El pasado jueves, mientras amanecía y el autobús me llevaba a la Mola, no pude dejar de pensar en mi tía Toti, maestra rural que dedicó gran parte de su actividad docente a enseñar en medio del campo en Buenos Aires.
«Me levantaba a las 4 de la mañana, me abrigaba muy bien sin olvidarme de las botas de agua y el delantal blanco impecable, ni de llevar la bolsa cargada de útiles escolares que había recolectado entre los vecinos del pueblo para que a los niños no les faltara de nada», me contaba mi tía cuando yo pasaba las vacaciones de invierno en la casa familiar.
La tarea de una maestra rural no era solo enseñar, ejercer de enfermera y asistente social; también consistía en calentar el aula, compuesta por unos bancos y una pizarra, y en cocinar un buen desayuno porque los alumnos, igual que ella, habían hecho largos trechos a pie, o a lomos de un caballo o un burro, con el estómago vacío. Todo por un sueldo paupérrimo. De ahí la ya desconocida frase «más pobre que maestro de escuela».
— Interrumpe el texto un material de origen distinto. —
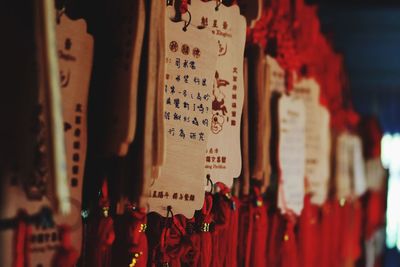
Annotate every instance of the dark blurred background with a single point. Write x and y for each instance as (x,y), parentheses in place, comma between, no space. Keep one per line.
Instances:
(368,34)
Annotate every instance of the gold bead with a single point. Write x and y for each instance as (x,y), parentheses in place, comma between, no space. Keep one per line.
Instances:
(286,237)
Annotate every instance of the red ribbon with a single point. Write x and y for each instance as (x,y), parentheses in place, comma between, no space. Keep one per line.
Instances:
(21,241)
(66,255)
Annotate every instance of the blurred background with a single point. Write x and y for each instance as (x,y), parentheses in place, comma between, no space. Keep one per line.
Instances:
(368,34)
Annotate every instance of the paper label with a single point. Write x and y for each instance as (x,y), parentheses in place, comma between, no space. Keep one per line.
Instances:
(291,149)
(359,177)
(317,145)
(350,167)
(343,163)
(190,68)
(74,48)
(375,174)
(275,76)
(127,45)
(319,187)
(223,159)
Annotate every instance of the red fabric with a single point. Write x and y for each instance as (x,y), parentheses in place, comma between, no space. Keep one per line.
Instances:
(258,216)
(21,241)
(336,232)
(245,232)
(275,239)
(375,212)
(176,245)
(289,254)
(66,255)
(105,235)
(137,240)
(309,234)
(203,219)
(224,237)
(327,226)
(184,6)
(371,135)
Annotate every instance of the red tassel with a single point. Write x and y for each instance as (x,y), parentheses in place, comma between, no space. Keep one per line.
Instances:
(184,6)
(326,235)
(105,232)
(205,223)
(308,234)
(258,213)
(224,237)
(338,236)
(375,210)
(233,233)
(275,239)
(21,241)
(289,255)
(66,255)
(357,231)
(137,240)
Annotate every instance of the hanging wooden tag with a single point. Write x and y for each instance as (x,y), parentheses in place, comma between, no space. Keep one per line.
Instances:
(342,166)
(190,62)
(308,90)
(319,187)
(375,174)
(75,54)
(267,130)
(257,110)
(359,183)
(252,10)
(53,147)
(74,51)
(153,137)
(291,150)
(223,160)
(159,127)
(245,177)
(275,78)
(127,44)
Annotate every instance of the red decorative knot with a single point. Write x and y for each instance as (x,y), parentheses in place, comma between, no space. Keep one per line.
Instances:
(184,6)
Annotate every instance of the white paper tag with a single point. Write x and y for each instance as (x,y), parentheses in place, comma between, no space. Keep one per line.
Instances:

A pesar de las dificultades, su labor se asentaba en el más profundo amor a su profesión, a los niños y a su educación, no solo en conocimientos académicos sino también en su formación como personas de bien, inculcando la solidaridad, el respeto y el compañerismo.
Todavía hoy, y con más de ochenta años, Toti sigue recibiendo cada Navidad tarjetas de felicitación de sus alumnos, la mayoría abuelos que no se olvidan de alguien que fue todo un referente en su formación.